Atualmente, todos os ingredientes orgânicos utilizados nos blends são comprados de produtores brasileiros. No começo, afirma Ligia, achar fornecedores foi difícil:
“Quando a gente pensou no nosso produto, a premissa é que fosse orgânico, mas no primeiro ano não conseguíamos comprar as matérias-primas direto dos produtores e produtoras, mas com revendedores – e alguns itens ainda eram importados da Alemanha”
O preço pago pela matéria-prima, por conta dos atravessadores e da importação, era bem mais salgado. “Só para se ter uma ideia, o valor da erva-doce convencional de saca era 9 reais o quilo — e chegamos a pegar 200, por ser orgânica e de fora. Só que não podíamos ‘imprimir’ isso no produto”, lembra Mayara.

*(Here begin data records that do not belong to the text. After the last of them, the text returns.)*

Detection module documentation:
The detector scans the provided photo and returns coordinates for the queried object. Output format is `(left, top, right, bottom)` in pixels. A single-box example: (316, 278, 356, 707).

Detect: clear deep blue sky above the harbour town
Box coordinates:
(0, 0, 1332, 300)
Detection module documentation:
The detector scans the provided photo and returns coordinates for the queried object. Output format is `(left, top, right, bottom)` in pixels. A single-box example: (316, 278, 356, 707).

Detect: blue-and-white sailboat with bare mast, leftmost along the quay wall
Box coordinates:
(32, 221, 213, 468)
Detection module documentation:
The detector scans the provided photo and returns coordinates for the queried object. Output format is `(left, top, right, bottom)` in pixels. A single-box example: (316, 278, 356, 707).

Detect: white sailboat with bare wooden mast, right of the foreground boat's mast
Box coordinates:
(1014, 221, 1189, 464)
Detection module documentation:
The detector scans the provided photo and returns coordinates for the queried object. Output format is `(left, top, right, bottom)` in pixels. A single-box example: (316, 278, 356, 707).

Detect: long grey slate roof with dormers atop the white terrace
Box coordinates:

No segundo ano de operação, elas conseguiram finalmente compor uma cadeia de produção toda aqui no Brasil e estreitar os laços com as quase 120 famílias de agricultores orgânicos de cinco estados (Amazonas, Bahia, Paraná, Santa Catarina e São Paulo) que hoje fornecem os ingredientes dos chás para a Iamaní.

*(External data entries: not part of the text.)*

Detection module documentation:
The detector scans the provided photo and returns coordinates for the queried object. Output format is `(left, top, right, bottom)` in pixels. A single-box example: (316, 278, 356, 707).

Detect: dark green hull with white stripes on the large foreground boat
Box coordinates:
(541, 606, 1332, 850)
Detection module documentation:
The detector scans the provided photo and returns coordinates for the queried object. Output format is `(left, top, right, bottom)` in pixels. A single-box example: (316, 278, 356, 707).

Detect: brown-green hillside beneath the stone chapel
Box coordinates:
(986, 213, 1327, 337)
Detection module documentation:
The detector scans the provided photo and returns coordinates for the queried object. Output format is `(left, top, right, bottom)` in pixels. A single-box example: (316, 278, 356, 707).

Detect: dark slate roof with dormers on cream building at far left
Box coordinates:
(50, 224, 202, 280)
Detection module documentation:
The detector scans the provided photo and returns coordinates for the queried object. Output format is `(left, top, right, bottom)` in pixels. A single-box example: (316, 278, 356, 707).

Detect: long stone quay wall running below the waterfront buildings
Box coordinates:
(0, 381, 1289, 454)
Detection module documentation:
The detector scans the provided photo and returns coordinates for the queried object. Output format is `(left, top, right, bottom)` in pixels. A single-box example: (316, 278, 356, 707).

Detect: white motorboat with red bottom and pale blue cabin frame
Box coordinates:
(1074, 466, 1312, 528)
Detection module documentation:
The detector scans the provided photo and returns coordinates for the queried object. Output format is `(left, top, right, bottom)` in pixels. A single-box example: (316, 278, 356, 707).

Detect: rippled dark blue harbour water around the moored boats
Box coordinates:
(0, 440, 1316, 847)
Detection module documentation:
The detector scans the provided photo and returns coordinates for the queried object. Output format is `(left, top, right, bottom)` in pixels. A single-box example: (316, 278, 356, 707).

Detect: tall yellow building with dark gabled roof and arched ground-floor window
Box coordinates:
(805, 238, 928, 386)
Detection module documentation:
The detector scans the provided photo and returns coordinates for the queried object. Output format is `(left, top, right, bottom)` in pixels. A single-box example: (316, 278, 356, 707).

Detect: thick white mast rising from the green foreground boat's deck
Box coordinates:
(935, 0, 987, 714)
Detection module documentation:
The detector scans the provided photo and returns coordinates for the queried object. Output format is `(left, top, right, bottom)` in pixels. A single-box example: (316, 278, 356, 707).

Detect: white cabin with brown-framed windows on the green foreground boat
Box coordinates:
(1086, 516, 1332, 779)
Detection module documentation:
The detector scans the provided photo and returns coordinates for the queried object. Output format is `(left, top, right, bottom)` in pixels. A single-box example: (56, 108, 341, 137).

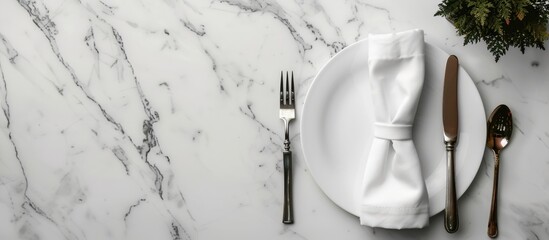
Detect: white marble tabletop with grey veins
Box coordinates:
(0, 0, 549, 240)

De Santa Catarina vem especificamente as folhas de framboesa, usadas em muitas infusões da marca. Foi lá que as empreendedoras descobriram os maiores produtores de frutas vermelhas orgânicas da América do Sul — que não faziam nada com a folha da fruta.
“Começamos a investir nas mudas, nos aditivos orgânicos e deu certo, então replicamos esse processo em uma cooperativa do Paraná, em que a maioria das produtoras são mulheres. No ano passado, fizemos a mesma coisa com um coletivo feminino de um assentamento do MST em São Paulo.”
O FOCO DA MARCA DE CHÁS NÃO ESTÁ SÓ NA SAÚDE DAS PESSOAS, MAS TAMBÉM NA DO PLANETA
Além de se preocuparem em utilizar apenas matéria-prima orgânica, as empreendedoras assumiram para a marca um pilar de sustentabilidade.
Quando começaram as pesquisas para a criação da empresa, Mayara conta que elas descobriram algo pouco comentado: a toxicidade dos sachês de chá. Uma pesquisa realizada pela American Chemical Society revelou que alguns tipos de papeis de filtro de chá podem liberar 11 bilhões de nanoplásticos, por conterem produtos químicos oriundos do petróleo.
“Ficamos chocadas com essa descoberta e buscamos uma alternativa feita por uma empresa alemã, um papel-filtro feito de origem vegetal, principalmente de fibra de folha de bananeira; já a cola é à base de amido de milho”
Além de biodegradável, o sachê da Iamaní é compostável. As sócias também apostaram em caixinhas de papel pintadas com tinta atóxicas – à base de água – e em um papel celofane 100% biodegradável, já que seu uso é obrigatório pela Anvisa para envolver a embalagem (e os celofanes comuns têm baixa reciclabilidade).
“Essa parte do celofane acaba tendo um custo maior para a marca, só que não podemos colocar tudo isso na precificação, pois o nosso produto já é caro e elitizado”, afirma Mayara. “Mas pra gente, mesmo com mais gastos, essa questão da sustentabilidade não poderia ser diferente.”